Identify what you have

Scan the date column for patterns. Look for separators (/, -, .), component order (MDY, DMY, YMD), and year format (2 or 4 digits).

  • US systems typically use MM/DD/YYYY
  • European systems use DD/MM/YYYY
  • ISO 8601 uses YYYY-MM-DD

Pick a target format

Standardize on one format. ISO 8601 (YYYY-MM-DD) sorts correctly and is unambiguous. It's the best choice for data work.

  • YYYY-MM-DD sorts chronologically as text
  • No ambiguity between day and month
  • International standard, widely supported

Quick CTA

See dates clearly

Readable CSV displays dates as they are, making inconsistencies obvious at a glance.

Check your dates

Handle edge cases

Watch for dates that could be either format. 03/04/2025 is ambiguous. You may need context or source knowledge to resolve these.

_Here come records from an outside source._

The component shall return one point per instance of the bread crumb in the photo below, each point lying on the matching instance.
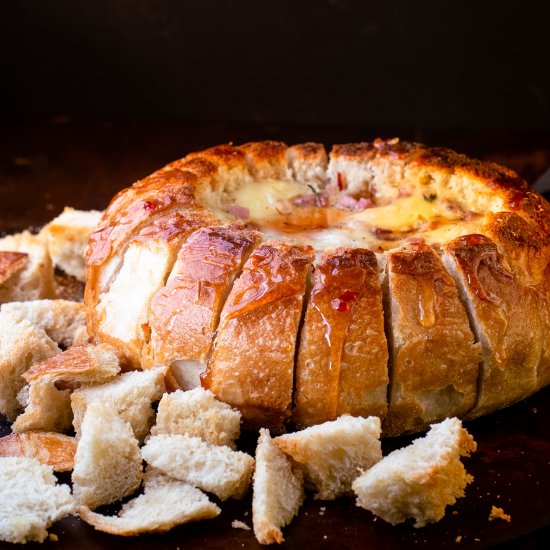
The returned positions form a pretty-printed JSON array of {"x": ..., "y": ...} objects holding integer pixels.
[
  {"x": 498, "y": 513},
  {"x": 236, "y": 524}
]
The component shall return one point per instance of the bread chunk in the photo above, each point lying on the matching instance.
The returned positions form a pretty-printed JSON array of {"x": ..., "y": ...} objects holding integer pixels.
[
  {"x": 67, "y": 237},
  {"x": 164, "y": 504},
  {"x": 131, "y": 395},
  {"x": 108, "y": 460},
  {"x": 214, "y": 469},
  {"x": 30, "y": 500},
  {"x": 278, "y": 491},
  {"x": 35, "y": 280},
  {"x": 64, "y": 321},
  {"x": 197, "y": 413},
  {"x": 332, "y": 454},
  {"x": 55, "y": 450},
  {"x": 47, "y": 399},
  {"x": 342, "y": 364},
  {"x": 421, "y": 480},
  {"x": 21, "y": 345}
]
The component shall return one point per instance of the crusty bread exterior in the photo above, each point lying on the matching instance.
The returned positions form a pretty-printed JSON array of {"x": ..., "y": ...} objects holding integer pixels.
[
  {"x": 30, "y": 500},
  {"x": 212, "y": 468},
  {"x": 54, "y": 449},
  {"x": 421, "y": 480},
  {"x": 108, "y": 463},
  {"x": 278, "y": 491},
  {"x": 67, "y": 238},
  {"x": 383, "y": 196},
  {"x": 197, "y": 413},
  {"x": 332, "y": 454}
]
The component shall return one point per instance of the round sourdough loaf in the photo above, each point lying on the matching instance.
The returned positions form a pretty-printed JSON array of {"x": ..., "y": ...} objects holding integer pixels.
[{"x": 387, "y": 279}]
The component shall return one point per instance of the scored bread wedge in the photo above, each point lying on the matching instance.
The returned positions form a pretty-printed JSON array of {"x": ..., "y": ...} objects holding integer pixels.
[
  {"x": 47, "y": 396},
  {"x": 197, "y": 413},
  {"x": 185, "y": 313},
  {"x": 131, "y": 395},
  {"x": 67, "y": 237},
  {"x": 212, "y": 468},
  {"x": 435, "y": 359},
  {"x": 419, "y": 481},
  {"x": 252, "y": 363},
  {"x": 342, "y": 341},
  {"x": 277, "y": 491},
  {"x": 30, "y": 500},
  {"x": 331, "y": 455},
  {"x": 54, "y": 449},
  {"x": 34, "y": 280},
  {"x": 164, "y": 504},
  {"x": 108, "y": 463}
]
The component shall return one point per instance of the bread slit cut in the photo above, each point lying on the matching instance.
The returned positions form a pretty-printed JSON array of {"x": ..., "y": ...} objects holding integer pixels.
[
  {"x": 435, "y": 357},
  {"x": 252, "y": 363},
  {"x": 185, "y": 313},
  {"x": 505, "y": 320},
  {"x": 343, "y": 356}
]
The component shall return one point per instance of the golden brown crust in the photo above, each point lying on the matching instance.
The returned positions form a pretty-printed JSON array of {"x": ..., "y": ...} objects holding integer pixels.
[
  {"x": 505, "y": 319},
  {"x": 11, "y": 263},
  {"x": 435, "y": 361},
  {"x": 252, "y": 363},
  {"x": 342, "y": 360}
]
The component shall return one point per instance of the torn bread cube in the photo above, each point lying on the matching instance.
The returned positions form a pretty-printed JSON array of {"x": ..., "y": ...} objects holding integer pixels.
[
  {"x": 67, "y": 238},
  {"x": 277, "y": 492},
  {"x": 331, "y": 455},
  {"x": 34, "y": 280},
  {"x": 30, "y": 500},
  {"x": 164, "y": 504},
  {"x": 47, "y": 398},
  {"x": 131, "y": 395},
  {"x": 21, "y": 345},
  {"x": 108, "y": 463},
  {"x": 214, "y": 469},
  {"x": 55, "y": 450},
  {"x": 420, "y": 480},
  {"x": 64, "y": 321},
  {"x": 198, "y": 413}
]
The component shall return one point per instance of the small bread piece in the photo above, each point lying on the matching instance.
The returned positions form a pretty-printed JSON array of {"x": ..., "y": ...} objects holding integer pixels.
[
  {"x": 164, "y": 504},
  {"x": 35, "y": 280},
  {"x": 198, "y": 413},
  {"x": 252, "y": 363},
  {"x": 63, "y": 320},
  {"x": 21, "y": 345},
  {"x": 67, "y": 237},
  {"x": 214, "y": 469},
  {"x": 420, "y": 480},
  {"x": 48, "y": 405},
  {"x": 278, "y": 491},
  {"x": 435, "y": 363},
  {"x": 108, "y": 463},
  {"x": 55, "y": 450},
  {"x": 30, "y": 500},
  {"x": 131, "y": 395},
  {"x": 342, "y": 364},
  {"x": 331, "y": 455}
]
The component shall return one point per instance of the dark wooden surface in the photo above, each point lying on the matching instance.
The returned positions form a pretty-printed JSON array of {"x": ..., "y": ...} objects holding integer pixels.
[{"x": 47, "y": 164}]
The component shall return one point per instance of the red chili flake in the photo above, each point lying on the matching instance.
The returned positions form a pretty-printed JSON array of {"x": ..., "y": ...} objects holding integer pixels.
[{"x": 344, "y": 301}]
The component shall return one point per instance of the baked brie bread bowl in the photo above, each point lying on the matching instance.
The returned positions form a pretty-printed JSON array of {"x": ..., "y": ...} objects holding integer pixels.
[{"x": 387, "y": 279}]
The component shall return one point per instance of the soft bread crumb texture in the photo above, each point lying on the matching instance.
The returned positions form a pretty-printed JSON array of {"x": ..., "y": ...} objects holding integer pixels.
[
  {"x": 164, "y": 504},
  {"x": 420, "y": 480},
  {"x": 331, "y": 455},
  {"x": 214, "y": 469},
  {"x": 30, "y": 500},
  {"x": 278, "y": 491},
  {"x": 108, "y": 463},
  {"x": 198, "y": 413}
]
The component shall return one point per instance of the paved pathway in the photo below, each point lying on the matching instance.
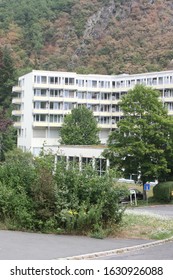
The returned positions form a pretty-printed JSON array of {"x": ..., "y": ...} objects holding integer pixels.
[{"x": 23, "y": 246}]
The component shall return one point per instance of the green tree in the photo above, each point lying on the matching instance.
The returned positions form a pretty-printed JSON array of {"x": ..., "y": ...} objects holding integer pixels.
[
  {"x": 142, "y": 144},
  {"x": 7, "y": 76},
  {"x": 80, "y": 128}
]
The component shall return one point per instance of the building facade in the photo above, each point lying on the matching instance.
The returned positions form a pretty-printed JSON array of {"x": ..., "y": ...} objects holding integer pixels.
[{"x": 43, "y": 98}]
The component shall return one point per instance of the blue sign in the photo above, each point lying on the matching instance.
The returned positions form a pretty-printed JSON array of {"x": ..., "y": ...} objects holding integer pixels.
[{"x": 146, "y": 187}]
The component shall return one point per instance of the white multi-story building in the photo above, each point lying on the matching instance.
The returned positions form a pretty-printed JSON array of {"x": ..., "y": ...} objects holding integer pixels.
[{"x": 43, "y": 98}]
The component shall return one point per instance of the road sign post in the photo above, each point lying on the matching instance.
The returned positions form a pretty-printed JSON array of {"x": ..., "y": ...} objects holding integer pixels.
[{"x": 146, "y": 188}]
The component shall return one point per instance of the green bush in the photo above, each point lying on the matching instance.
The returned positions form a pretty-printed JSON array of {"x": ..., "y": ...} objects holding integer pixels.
[
  {"x": 37, "y": 196},
  {"x": 162, "y": 191}
]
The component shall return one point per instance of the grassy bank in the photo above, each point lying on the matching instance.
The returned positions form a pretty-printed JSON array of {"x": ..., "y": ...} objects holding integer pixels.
[{"x": 144, "y": 226}]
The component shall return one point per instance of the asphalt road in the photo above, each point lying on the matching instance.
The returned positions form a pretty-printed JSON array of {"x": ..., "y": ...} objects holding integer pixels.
[
  {"x": 33, "y": 246},
  {"x": 160, "y": 252},
  {"x": 165, "y": 211}
]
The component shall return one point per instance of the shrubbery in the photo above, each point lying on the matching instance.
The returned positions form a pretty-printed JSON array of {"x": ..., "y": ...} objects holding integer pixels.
[
  {"x": 37, "y": 196},
  {"x": 162, "y": 191}
]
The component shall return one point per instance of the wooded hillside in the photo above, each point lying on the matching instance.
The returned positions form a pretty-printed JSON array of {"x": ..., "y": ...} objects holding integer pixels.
[{"x": 88, "y": 36}]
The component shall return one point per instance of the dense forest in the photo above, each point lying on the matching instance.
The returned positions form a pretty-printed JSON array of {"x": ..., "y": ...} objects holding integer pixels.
[{"x": 98, "y": 36}]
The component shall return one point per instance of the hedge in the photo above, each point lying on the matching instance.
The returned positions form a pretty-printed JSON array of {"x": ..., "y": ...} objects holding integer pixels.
[{"x": 162, "y": 191}]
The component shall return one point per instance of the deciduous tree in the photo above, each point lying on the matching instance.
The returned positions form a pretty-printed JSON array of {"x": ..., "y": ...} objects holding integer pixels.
[
  {"x": 80, "y": 128},
  {"x": 142, "y": 144}
]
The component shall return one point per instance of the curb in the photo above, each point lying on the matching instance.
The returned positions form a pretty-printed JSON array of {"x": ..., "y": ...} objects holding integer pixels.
[{"x": 117, "y": 251}]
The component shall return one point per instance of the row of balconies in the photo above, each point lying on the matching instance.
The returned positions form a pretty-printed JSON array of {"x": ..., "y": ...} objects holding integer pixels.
[{"x": 54, "y": 125}]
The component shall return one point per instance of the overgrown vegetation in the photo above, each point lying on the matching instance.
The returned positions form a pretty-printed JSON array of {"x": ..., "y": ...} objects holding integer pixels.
[
  {"x": 163, "y": 192},
  {"x": 36, "y": 196}
]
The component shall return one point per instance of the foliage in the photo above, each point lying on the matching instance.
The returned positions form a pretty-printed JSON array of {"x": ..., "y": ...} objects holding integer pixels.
[
  {"x": 162, "y": 191},
  {"x": 7, "y": 76},
  {"x": 79, "y": 128},
  {"x": 84, "y": 199},
  {"x": 74, "y": 34},
  {"x": 43, "y": 191},
  {"x": 7, "y": 134},
  {"x": 142, "y": 144},
  {"x": 37, "y": 196}
]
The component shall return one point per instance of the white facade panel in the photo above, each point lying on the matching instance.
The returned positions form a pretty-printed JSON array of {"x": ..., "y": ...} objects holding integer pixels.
[{"x": 43, "y": 98}]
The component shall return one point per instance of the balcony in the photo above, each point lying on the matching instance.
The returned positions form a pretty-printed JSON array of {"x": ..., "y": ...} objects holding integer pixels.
[
  {"x": 16, "y": 89},
  {"x": 46, "y": 124},
  {"x": 17, "y": 112},
  {"x": 17, "y": 124},
  {"x": 16, "y": 100}
]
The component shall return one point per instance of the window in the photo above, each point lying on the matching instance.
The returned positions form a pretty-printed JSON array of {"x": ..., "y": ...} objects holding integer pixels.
[
  {"x": 94, "y": 83},
  {"x": 40, "y": 118},
  {"x": 43, "y": 79}
]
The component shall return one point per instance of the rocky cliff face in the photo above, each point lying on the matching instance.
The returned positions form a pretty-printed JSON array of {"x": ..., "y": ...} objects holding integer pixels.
[{"x": 101, "y": 36}]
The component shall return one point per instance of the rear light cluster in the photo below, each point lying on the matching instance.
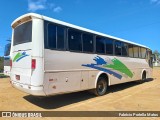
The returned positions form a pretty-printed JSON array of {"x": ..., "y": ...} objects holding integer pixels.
[{"x": 33, "y": 64}]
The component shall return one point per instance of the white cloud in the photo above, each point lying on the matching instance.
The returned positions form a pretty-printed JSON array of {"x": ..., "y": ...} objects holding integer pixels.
[
  {"x": 34, "y": 5},
  {"x": 57, "y": 9}
]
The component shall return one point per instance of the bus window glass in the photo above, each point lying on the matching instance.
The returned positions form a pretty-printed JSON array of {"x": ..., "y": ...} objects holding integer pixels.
[
  {"x": 74, "y": 40},
  {"x": 23, "y": 33},
  {"x": 87, "y": 43},
  {"x": 109, "y": 46},
  {"x": 143, "y": 52},
  {"x": 118, "y": 48},
  {"x": 51, "y": 36},
  {"x": 60, "y": 37},
  {"x": 140, "y": 52},
  {"x": 100, "y": 48},
  {"x": 130, "y": 50},
  {"x": 124, "y": 49},
  {"x": 135, "y": 51}
]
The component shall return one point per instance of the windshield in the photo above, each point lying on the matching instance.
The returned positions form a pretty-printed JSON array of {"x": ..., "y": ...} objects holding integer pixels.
[
  {"x": 23, "y": 33},
  {"x": 7, "y": 49}
]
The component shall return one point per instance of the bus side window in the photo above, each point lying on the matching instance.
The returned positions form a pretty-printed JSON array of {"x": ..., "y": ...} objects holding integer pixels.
[
  {"x": 60, "y": 37},
  {"x": 109, "y": 46},
  {"x": 100, "y": 46},
  {"x": 118, "y": 48},
  {"x": 51, "y": 36},
  {"x": 124, "y": 49},
  {"x": 143, "y": 53},
  {"x": 130, "y": 50},
  {"x": 87, "y": 42},
  {"x": 74, "y": 40},
  {"x": 136, "y": 51},
  {"x": 140, "y": 52}
]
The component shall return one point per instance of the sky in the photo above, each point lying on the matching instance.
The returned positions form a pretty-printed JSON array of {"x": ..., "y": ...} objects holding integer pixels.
[{"x": 134, "y": 20}]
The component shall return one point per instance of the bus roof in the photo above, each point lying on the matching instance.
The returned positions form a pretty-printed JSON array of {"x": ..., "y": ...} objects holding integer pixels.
[{"x": 34, "y": 15}]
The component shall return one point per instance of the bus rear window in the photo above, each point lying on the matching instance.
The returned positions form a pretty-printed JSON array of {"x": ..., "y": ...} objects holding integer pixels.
[{"x": 23, "y": 33}]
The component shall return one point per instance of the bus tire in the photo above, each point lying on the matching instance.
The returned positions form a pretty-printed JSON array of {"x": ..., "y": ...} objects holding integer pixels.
[
  {"x": 143, "y": 77},
  {"x": 101, "y": 87}
]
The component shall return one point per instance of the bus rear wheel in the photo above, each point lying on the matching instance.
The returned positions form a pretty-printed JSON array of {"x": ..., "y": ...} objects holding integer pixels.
[
  {"x": 101, "y": 87},
  {"x": 144, "y": 77}
]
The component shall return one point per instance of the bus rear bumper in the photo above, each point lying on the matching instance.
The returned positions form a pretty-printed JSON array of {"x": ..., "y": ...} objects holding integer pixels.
[{"x": 33, "y": 90}]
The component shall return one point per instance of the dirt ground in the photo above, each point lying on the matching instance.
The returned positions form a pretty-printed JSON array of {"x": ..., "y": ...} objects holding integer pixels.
[{"x": 131, "y": 96}]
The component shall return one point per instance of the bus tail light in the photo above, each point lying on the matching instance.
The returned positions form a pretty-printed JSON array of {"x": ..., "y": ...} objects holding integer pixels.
[{"x": 33, "y": 64}]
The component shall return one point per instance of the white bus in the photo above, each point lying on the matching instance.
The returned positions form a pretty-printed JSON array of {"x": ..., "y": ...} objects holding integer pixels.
[
  {"x": 7, "y": 59},
  {"x": 50, "y": 57}
]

  • Dates 1-12 in both positions are ambiguous
  • Check source system's locale settings
  • When in doubt, verify against other data

Validate after conversion

After reformatting, sort by date and scan for outliers. Future dates, very old dates, or dates that break the expected pattern indicate conversion errors.

  • Sort to find min and max dates
  • Check for dates in the future
  • Verify against known events or records

Key takeaway

Standardize on ISO 8601 (YYYY-MM-DD) and you'll never confuse January 2nd with February 1st again.